La disciplina es una ingrata. La más ingrata de las habilidades humanas. El esfuerzo necesario para su desarrollo es descomunal comparado con lo fácil que resulta perderla. Disfrutar de sus beneficios requiere mucha práctica, por lo que conviene empezar desde muy pequeños, como con el piano o el violín, para sufrir sin darnos cuenta.
En el hipotético caso de llegar a dominarla, tal vez muy entrados en la madurez, es probable que se deba a que durante la adolescencia aprendimos a relacionarlos con los límites.

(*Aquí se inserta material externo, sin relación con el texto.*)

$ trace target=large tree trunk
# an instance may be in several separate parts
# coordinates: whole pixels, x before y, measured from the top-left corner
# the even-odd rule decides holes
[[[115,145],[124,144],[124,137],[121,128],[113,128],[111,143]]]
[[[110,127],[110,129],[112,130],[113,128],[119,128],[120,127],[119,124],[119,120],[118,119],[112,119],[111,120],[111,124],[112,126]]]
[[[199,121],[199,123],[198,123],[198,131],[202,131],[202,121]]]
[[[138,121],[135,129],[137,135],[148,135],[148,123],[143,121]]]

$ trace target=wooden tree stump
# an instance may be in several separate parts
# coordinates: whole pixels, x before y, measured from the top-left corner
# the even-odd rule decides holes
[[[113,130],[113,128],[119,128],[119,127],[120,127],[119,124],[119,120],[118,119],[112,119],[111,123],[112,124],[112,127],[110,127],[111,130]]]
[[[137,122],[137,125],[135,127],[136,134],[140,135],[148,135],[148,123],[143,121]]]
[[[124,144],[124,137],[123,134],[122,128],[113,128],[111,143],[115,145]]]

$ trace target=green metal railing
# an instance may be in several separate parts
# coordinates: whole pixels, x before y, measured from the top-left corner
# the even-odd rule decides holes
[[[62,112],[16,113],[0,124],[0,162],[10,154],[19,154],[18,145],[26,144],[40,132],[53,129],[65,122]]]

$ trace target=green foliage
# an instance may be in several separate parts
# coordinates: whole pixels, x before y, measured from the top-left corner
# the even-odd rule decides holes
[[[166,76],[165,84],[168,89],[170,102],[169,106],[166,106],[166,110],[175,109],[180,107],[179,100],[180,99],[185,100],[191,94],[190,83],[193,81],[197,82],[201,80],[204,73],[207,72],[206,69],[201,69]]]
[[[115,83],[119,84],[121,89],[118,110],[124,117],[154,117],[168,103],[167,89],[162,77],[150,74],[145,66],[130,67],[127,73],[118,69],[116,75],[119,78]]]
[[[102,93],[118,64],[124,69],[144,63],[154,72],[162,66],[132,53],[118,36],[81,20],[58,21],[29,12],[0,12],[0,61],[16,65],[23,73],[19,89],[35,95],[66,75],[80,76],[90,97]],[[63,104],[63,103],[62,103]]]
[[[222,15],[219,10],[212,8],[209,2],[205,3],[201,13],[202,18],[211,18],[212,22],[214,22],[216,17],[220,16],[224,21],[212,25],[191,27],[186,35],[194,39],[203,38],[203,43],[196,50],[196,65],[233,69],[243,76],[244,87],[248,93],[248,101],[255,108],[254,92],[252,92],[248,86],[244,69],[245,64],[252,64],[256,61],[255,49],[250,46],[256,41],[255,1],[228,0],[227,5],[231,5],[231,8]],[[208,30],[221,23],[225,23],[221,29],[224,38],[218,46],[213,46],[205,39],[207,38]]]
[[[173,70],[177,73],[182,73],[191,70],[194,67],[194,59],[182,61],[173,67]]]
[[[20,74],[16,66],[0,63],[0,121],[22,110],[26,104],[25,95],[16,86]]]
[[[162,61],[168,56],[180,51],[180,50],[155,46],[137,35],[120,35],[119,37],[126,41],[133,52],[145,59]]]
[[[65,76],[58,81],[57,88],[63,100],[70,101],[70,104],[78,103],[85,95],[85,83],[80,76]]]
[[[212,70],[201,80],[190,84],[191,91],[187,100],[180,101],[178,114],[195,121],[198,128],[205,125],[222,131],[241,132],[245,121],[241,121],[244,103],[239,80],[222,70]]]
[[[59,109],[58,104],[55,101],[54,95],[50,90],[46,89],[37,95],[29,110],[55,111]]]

Se trata de una cuestión de práctica inconsciente, de cómo nos sometemos o rebelamos ante ellos.
Los primeros ejercicios son simples: límites horarios, una unidad de tiempo y poco más. La hora límite para volver a casa, la cantidad de tiempo con los videojuegos, la hora de irse a dormir y cosas así. Son pequeños pero esenciales, porque el límite es fácilmente medible y nos ayuda a intimar con la naturaleza de este. Alguien o algo impone el límite, pero una vez establecido, la relación se desarrolla con él de forma personal.
Es un entrenamiento de años. Casi todo a lo que nos vemos expuestos tiene límites y sólo la práctica constante nos permite pasar a controlar los más abstractos, como los límites morales.
Pero entre unos y otros hay un tipo de límite cuya práctica tiene importancia capital y que, me temo, se está descuidando en occidente: los límites que implican coste económico, que requieren medir y contrastar. La generación X desarrolló la disciplina del límite con las “pagas” que, aun en las familias más humildes, empezaban a recibir sobre la adolescencia. Aprendían a priorizar el gasto y en algunos casos el ahorro. Los primeros Milenials experimentaron con los límites de minutos de llamadas y de mensajes SMS de sus primeros móviles, o aprendiendo a controlar el tamaño de los ficheros que cabían en sus ordenadores, o el ancho de banda; y, al igual que las generaciones anteriores, con la frecuencia semanal de sus series favoritas. En los inicios de la era de la información tenían una idea intuitiva de lo que era un Kb o que los SMS tenían un límite de caracteres, inventando con ello formas para sacarle el máximo provecho (y, sobre todo, pensar antes de escribir).
Sin embargo, la generación Z se ha quedado sin referencias. Carecen de formas de experimentación constante y cotidiana como las expuestas. Su norma es lo ilimitado y eso le cercena la capacidad para adquirir otros beneficios de los pequeños límites, por ejemplo, controlar las grandes frustraciones a base muchas pequeñas. También les acorta la creatividad, teniéndose que conformar con la simple imitación.
No saben cuánto pesan las miles de fotos que toman, los mensajes de texto y audio que envían, o los ocho capítulos de la serie que se han visto de un tirón hasta las cuatro de la madrugada. En general, no saben cómo se relaciona su vida digital con la capacidad de los dispositivos que siempre llevan en la mano. Lo que más usan no tiene límites; tampoco lo pagan, no tienen prácticas.
De pequeño escuchaba a las abuelas afirmar que tal o cual persona había salido rana porque crecieron sin fundamento. Este era un concepto muy abstracto, que yo asociaba precisamente a los límites, la capacidad de valorar lo que se tiene y aprovechar las oportunidades. Nada de eso se logra sin práctica, o eso creo yo.